Louie’s wife Marjorie, a Gloucester girl, knew the LoGrassos from before she let this Provincetown Portagee lure her to the tip of the Cape. Old man LoGrasso came from Sicily, not too different than Jack coming from Portugal. Sammy had been fishing for more than 30 years, again not too different from Louie.
“Did you hear what happened to him?” I asked.
“Not a word.”
Sammy’s boat was the Italia, a bigger version of Louie’s Miss Sandy, 64 feet, a dragger that scoured the bottom with a big-bellied net pulling up everything in its wake. One day Sammy and his boy Marco were doing just that south of Gloucester. But this time, as the net bellied up and hundreds of fish came flopping onto the deck, something else was in there too:
Four drums, 55-gallon barrels, two plastic and two steel.

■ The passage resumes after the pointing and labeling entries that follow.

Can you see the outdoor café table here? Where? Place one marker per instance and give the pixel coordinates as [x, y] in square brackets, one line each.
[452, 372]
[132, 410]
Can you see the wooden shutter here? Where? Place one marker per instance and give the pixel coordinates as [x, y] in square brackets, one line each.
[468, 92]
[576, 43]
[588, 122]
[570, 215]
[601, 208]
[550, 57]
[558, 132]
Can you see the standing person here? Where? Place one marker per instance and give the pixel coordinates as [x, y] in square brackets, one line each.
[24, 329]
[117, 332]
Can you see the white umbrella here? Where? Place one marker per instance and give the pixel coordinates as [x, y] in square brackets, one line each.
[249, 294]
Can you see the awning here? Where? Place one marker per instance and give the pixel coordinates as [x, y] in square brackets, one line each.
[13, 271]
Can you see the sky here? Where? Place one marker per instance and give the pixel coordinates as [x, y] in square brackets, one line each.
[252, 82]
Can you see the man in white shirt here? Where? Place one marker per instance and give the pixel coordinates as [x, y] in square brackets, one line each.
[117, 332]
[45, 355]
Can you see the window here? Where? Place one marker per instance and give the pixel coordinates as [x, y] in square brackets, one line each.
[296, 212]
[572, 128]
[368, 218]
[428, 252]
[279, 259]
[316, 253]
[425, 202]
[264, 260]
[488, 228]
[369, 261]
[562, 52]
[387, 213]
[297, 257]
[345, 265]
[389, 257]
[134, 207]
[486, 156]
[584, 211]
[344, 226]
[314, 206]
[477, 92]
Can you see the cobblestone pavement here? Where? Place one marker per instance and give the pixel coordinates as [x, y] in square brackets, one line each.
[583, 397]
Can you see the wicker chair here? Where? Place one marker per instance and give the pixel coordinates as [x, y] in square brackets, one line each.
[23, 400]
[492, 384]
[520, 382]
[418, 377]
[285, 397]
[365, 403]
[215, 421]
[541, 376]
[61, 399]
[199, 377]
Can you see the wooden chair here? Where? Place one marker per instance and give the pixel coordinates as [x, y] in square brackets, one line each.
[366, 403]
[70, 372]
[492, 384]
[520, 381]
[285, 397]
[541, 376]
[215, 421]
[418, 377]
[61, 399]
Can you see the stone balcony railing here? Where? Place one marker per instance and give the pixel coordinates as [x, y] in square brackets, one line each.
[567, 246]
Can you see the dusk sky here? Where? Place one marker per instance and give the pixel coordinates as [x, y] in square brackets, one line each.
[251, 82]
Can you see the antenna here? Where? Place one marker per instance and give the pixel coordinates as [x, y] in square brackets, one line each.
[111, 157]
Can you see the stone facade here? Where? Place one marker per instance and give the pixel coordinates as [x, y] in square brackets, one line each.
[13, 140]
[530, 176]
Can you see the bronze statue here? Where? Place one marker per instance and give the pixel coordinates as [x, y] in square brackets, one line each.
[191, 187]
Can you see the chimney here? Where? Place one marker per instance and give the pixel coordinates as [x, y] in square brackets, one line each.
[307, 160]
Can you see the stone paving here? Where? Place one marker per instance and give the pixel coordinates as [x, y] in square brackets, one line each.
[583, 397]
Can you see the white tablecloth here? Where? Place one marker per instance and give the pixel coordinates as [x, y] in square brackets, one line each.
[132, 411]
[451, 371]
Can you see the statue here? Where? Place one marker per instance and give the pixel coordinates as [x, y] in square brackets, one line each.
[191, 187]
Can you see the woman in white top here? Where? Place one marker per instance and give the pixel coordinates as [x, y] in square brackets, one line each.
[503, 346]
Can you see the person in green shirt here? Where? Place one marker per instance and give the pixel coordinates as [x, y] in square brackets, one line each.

“Fishermen around here, we get them all the time,” Sammy told me, his English brusque and accented, eyes averted like he felt shame. “So what do we do? We push’em back in the water. What else you gonna do?”
But this time one of the barrels broke open on deck and began leaking a bright yellow liquid, then other colors. Marco was by the bow and slapped something over his mouth and nose right away, but Sammy was with the net and inhaled. He became confused and dizzy, couldn’t keep his balance. Marco had no choice but call the Coast Guard, who airlifted his father off the boat and ordered the Italia into quarantine.
The nightmare had begun.
The liquid was a toxic brew of corrosive acids and industrial waste with names like phosphorous pentoxide, xylene, dioxane, chromic acid, and ether. Wood on deck was contaminated. They had to destroy nets, fish, clothes. It took two weeks to get the Italia out of quarantine.
Sammy checked out of the hospital and thought he’d be fine, but kept getting dizzy. That went on for months even though his doctor was giving him vertigo medicine. He tried to fish again, lost his balance, fell, cut himself.
Without income, under-insured, they couldn’t make the boat’s mortgage payments. Ten months after the encounter, the Italia was seized and put up for auction.
No takers.
“I swear to you, I was miles away from the Foul Area,” said Sammy, putting a fist by his heart, then crossing himself. “I don’t go in there, it’s not worth it. But the barrels, they everywhere anyway.”
“The Foul Area?” I asked.
“That’s what ruined me,” said Sammy.
The Foul Area.
You can still see it on charts and maps, less than 20 miles east of Boston Harbor, northwest of Provincetown’s tip. Beginning at least in the 1940s, when people had crap they needed to disappear they loaded it on boats and dumped it there, in water maybe 250 feet deep — close and shallow.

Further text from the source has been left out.